In the initial stages there was also a need to deal with the rising tide incident creep, where the national news would report on the first cases in York (far away), then Brighton (getting closer), then London (closer still) until the first reported cases of COVID-19 in Medway. All the while, there is a need to make sure our staff were keeping one another calm and that people were being communicated with so no one felt in the dark. We achieved this simply by creating an Internal COVID-19 bulletin which went out to staff daily and staff fed back that this was really welcomed as it was separate from the general trust communication and so didn’t get lost in other organisational noise.
We had some innovative opportunities as a result of COVID-19, for instance the use of Video conferencing has changed the way we do meetings and then spend the time in those meetings to ensure efficiencies are saved and also people are kept safe.
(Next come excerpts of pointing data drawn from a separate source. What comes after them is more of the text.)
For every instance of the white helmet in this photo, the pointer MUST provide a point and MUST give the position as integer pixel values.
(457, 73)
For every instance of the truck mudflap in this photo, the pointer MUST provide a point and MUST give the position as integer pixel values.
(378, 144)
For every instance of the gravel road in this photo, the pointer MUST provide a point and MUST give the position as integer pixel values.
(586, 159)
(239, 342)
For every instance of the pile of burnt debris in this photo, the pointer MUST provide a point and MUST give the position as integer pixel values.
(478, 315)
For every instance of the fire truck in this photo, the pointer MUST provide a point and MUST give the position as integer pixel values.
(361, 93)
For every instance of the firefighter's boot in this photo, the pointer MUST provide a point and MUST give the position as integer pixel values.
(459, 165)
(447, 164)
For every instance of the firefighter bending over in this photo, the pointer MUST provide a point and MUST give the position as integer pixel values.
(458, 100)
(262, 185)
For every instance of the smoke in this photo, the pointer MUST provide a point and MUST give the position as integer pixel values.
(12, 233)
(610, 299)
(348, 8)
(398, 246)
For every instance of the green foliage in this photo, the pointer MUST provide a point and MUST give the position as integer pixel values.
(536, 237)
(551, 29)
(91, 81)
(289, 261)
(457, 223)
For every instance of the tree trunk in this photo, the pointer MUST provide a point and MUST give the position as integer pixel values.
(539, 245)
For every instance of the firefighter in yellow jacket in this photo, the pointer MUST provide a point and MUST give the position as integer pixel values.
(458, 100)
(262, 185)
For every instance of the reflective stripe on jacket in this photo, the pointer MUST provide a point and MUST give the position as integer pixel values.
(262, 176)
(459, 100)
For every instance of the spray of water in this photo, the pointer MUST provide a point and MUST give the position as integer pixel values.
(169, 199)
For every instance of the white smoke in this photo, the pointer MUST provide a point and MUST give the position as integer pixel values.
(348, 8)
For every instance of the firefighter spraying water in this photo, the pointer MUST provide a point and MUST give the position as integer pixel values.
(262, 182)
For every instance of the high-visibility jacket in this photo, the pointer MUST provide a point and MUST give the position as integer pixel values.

We had the onsite charity shop (Medway League of Friends) and restaurant stock essential items of hard to find items like pasta during the early days of the pandemic whilst switching to contactless payments which is a welcome benefit to the staff.
Having only been in post for seven months prior to the pandemic I can say with some certainty that this is the biggest live incident I’ve been part of, and it has been exhausting and I’ve not even been anywhere near the front line like my colleagues. But what has come out of it from an emergency planning perspective is the interest in the subject throughout the organisation, from the board level who will be taking part in a table top exercise in the near future, to making sure that new starters have an introduction to emergency planning as part of their induction. It’s also given us the opportunity to take stock and invest in preparations for the next wave, or winter or EU Transition or whatever the next emergency is. It’s this where my first involvement with the institute began.
The institute are funding a brand new state of the art Incident Command Centre so that we can manage whatever comes next. It’s fantastic news for EPRR within Medway and for the hospital that we can run an incident from somewhere that’s bespoke and isn’t a space that we have to ‘make do’ with. Having had input on the design from the ground up and modelling the design on Blue light partners’ control rooms the aim is to create an environment that instils confidence not only in those that have to respond internally but also in partners that may have to come on site such as Kent Police or Kent Fire and Rescue.
Before I finish I would like to say that the overall response, as a hospital and as a healthcare system has been incredible, we haven’t always got it right but in true Emergency Planning style we realised the issue, assessed our options and implemented the new strategy. It’s truly been remarkable witnessing the trenches mentality (MFT vs COVID-19) during this event and has shown that some people have gone to exceptional lengths to support one another and the people that use our hospital.